I would be interested to hear about and talk about strategies for when students freeze, blank, or otherwise fall apart during a speaking assignment. How do others navigate the line between when it makes sense to continue to encourage a student onward with prompts and questions and encouragement, and when it is time to let the student ( and the class) put things to a merciful end? While this is the extreme situation, I am overall interested in how we acknowledge or move forward when a presentation is clearly painful for both the student and the audience!

Cindy Yu said...

I am glad that we have discussed a lot about designing writing or speaking assignments. All my classes have required writing assignments but very few speaking assignments. I am still curious at the best way to mash up writing and speaking requirements in an assignment. And I am interested in strategies that encourage students to speak, especially in an online environment.

Sat Ananda said...

I am still struggling with grading - creating rubrics that capture the critical components of an assignment - should a student who misses the point of an assignment pass because the technical components are correct (for example, a student that does not read the assignment and misses critical components but writes well and conforms to the required format can still get a passing grade on a paper). What is more important - content or form?

Andrew Ross said...

I was wondering if anyone had any ideas of how to integrate speaking and writing together. In my capstone class, both speaking and writing assignments are supposed to address a single research question, but it still feels like we're lurching from one to the other rather than using them in ways that build more naturally.

j said...

I am also interested in Morgan's question. Saving a student from terminal freeze, is there an escape plan that does not further hinder the student? Sometimes prompting works but when it doesn't should some follow-up be made or just move on? I had an instructor that claimed even after 30 years of teaching, she still got sweaty palms at the beginning of class. When I get too freaked, I remember her telling a class about this. It seems to help to realize everyone has their moments of terror.

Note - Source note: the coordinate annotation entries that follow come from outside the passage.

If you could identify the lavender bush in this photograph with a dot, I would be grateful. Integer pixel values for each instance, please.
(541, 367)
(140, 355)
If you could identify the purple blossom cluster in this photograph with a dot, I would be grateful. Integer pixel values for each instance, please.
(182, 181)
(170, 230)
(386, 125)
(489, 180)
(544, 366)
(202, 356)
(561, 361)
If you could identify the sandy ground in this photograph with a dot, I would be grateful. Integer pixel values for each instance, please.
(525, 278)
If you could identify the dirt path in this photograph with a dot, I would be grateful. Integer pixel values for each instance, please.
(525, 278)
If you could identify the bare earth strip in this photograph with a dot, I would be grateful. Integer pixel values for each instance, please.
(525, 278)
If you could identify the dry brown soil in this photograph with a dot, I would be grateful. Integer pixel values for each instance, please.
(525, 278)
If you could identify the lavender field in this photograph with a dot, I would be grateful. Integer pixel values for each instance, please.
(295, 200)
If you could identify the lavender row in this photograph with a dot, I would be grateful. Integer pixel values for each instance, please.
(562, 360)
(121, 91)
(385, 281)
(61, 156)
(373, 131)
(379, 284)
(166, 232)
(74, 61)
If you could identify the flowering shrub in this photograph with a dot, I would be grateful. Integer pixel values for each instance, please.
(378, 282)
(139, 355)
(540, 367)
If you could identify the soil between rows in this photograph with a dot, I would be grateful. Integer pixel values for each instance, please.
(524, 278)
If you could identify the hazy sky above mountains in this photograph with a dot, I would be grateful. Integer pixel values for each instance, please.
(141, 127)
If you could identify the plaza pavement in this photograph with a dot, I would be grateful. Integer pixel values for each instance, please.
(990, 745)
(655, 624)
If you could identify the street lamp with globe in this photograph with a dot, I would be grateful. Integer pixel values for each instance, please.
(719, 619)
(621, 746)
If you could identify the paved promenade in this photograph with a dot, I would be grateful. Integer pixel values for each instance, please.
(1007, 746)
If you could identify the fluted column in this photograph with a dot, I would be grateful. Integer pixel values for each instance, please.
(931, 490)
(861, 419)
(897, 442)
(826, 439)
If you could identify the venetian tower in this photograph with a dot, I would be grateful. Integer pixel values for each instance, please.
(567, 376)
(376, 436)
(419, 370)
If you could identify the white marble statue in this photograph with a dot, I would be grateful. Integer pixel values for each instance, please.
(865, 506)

This seminar reminded me to pay more attention to 1) identify the audience, not just to remind students about this, but to remind myself as well, and 2) always state a clear purpose for any assignment and clue the students in on it. I guess they really don't read minds.

More emphasis on the inclusion of practice and revision might help. My students have been really surprised when I told them submit a draft so we can talk about their efforts. I think I may have forgotten the draft process as a very useful teaching method in every class. For the capstone project I have always insisted on a draft, but not in all the other classes. Thanks for reminding me.

There is a point when the content and the presentation have to be balanced. The point of the draft is to add a review opportunity, if after that draft with feedback there is no improvement in structure the content may not be enough. Consider how many time an article might need to be rewritten before publication. Also, if the structure is too messed up, how can we be sure that the student does understand the content? Being able to communicate what they understand is part of the learning/teaching process. It is a challenge.

Evan Dart said...

I would be interested to hear more about providing feedback to students regarding their speaking skills. At the graduate level I usually do this one-on-one and the students usually get a little defensive in the feedback session. I have thought about putting together an anonymous feedback form almost like the course evaluations we get each semester but then I would have concerns about the students taking the feedback seriously.

Danny said...

Like Sat Ananda, I do not feel I can create an effective rubric yet--though I would do better now that I would have 8 weeks ago! Sometimes, it seems the rubric would be helpful, but at other times, it would be the nail in some students' coffins if I followed it strictly.

This has been a good experience for me; thanks for letting me be part of it.